Methodology
Each repository was cloned to a local directory and scanned with sourcebook v0.8.3. The scan runs entirely locally with no API calls. It performs:
- File tree walk — inventories all files, detects languages and frameworks from package.json, pyproject.toml, go.mod, etc.
- Import graph construction — parses imports/requires across files, builds a dependency graph, ranks files by PageRank score to identify hub files.
- Git history analysis — examines recent commits for co-change coupling (files that change together), reverted commits, and fragile files (many rapid edits).
- Pattern matching — 50+ regex patterns detect naming conventions, test frameworks, auth patterns, routing approaches, and build tools.
- Hybrid sampling — for large repos, samples representative files rather than parsing everything. Ensures scans complete in seconds, not minutes.
Each finding is assigned a confidence level (high or medium) and a "discoverable" flag indicating whether an agent could reasonably find this information on its own. Only non-discoverable findings appear in the output brief.
Repos scanned
| Repo |
Language |
Type |
Explore |
| Next.js |
TypeScript |
Monorepo / Framework |
view → |
| Cal.com |
TypeScript |
Monorepo / App |
view → |
| Supabase |
TypeScript |
Monorepo / Platform |
view → |
| Django |
Python |
Framework |
view → |
| FastAPI |
Python |
Library |
view → |
| Express |
JavaScript |
Library |
view → |
| Flask |
Python |
Library |
view → |
| Hono |
TypeScript |
Library |
view → |
| Fastify |
JavaScript |
Library |
view → |
| Gin |
Go |
Library |
view → |
| Hugo |
Go |
Framework |
view → |
| Pydantic |
Python |
Library |
view → |
| shadcn/ui |
TypeScript |
Component library |
view → |
| Create T3 App |
TypeScript |
Scaffold / CLI |
view → |
| SQLModel |
Python |
Library |
view → |
Language breakdown: 7 TypeScript, 5 Python, 2 Go, 2 JavaScript (some repos detected as both TS and JS). Repo types: 3 monorepos, 5 libraries, 3 frameworks, 2 apps, 1 component library, 1 scaffold.
Aggregate findings
135 total findings across 15 repos. The most common categories:
- Hub files: Every repo has them. Files imported by 10+ other modules that most developers don't realize are critical chokepoints. Changing a hub file without understanding its blast radius causes cascading breakage.
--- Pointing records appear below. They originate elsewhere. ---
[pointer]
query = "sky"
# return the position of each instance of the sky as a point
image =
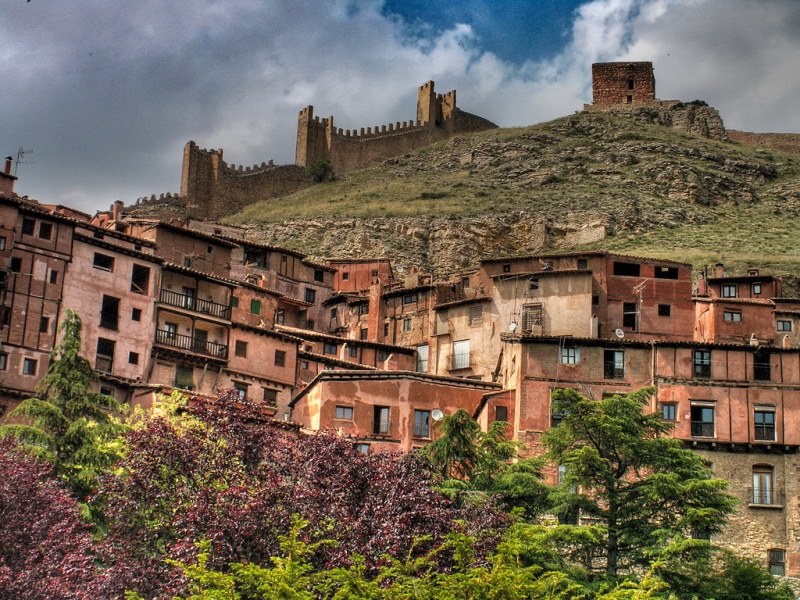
(102, 96)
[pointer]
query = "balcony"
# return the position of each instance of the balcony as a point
(190, 344)
(206, 307)
(765, 497)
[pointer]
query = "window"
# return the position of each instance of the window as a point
(344, 412)
(764, 420)
(702, 416)
(627, 269)
(629, 315)
(777, 562)
(531, 317)
(666, 272)
(103, 262)
(501, 413)
(380, 419)
(270, 396)
(763, 491)
(184, 377)
(422, 423)
(422, 359)
(140, 279)
(461, 358)
(109, 313)
(762, 363)
(29, 366)
(28, 225)
(614, 364)
(476, 314)
(45, 230)
(570, 356)
(701, 362)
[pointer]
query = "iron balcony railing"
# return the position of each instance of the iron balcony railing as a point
(206, 307)
(190, 344)
(765, 496)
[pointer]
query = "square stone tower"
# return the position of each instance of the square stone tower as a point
(623, 83)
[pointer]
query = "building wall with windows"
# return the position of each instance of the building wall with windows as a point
(384, 411)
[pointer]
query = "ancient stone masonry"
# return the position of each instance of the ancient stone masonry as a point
(438, 118)
(629, 89)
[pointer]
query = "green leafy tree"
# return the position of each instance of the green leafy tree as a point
(642, 488)
(66, 423)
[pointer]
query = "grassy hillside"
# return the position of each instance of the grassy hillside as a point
(658, 191)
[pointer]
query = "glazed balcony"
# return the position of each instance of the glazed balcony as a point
(206, 307)
(191, 344)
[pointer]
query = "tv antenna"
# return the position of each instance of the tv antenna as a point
(20, 154)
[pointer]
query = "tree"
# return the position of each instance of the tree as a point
(642, 487)
(67, 423)
(45, 546)
(473, 462)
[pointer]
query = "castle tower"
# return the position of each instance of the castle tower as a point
(623, 83)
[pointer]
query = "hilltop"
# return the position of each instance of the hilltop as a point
(590, 180)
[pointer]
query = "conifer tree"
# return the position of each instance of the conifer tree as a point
(67, 423)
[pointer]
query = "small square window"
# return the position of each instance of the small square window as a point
(28, 226)
(45, 230)
(344, 412)
(29, 366)
(103, 262)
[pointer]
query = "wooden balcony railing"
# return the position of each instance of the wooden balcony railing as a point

- Co-change coupling: Files that consistently change together in git history but live in different directories. These invisible dependencies are the #1 source of missed changes when agents modify one file without touching its partner.
- Convention variance: Most repos have a dominant coding style (naming, imports, exports), but 60%+ also have pockets of legacy code that follow a different convention. Agents that learn the dominant pattern may produce inconsistent code in legacy areas.
- Generated file traps: Auto-generated files (lock files, compiled output, type declarations) that look like source code. Agents that try to edit these waste tokens and produce broken patches.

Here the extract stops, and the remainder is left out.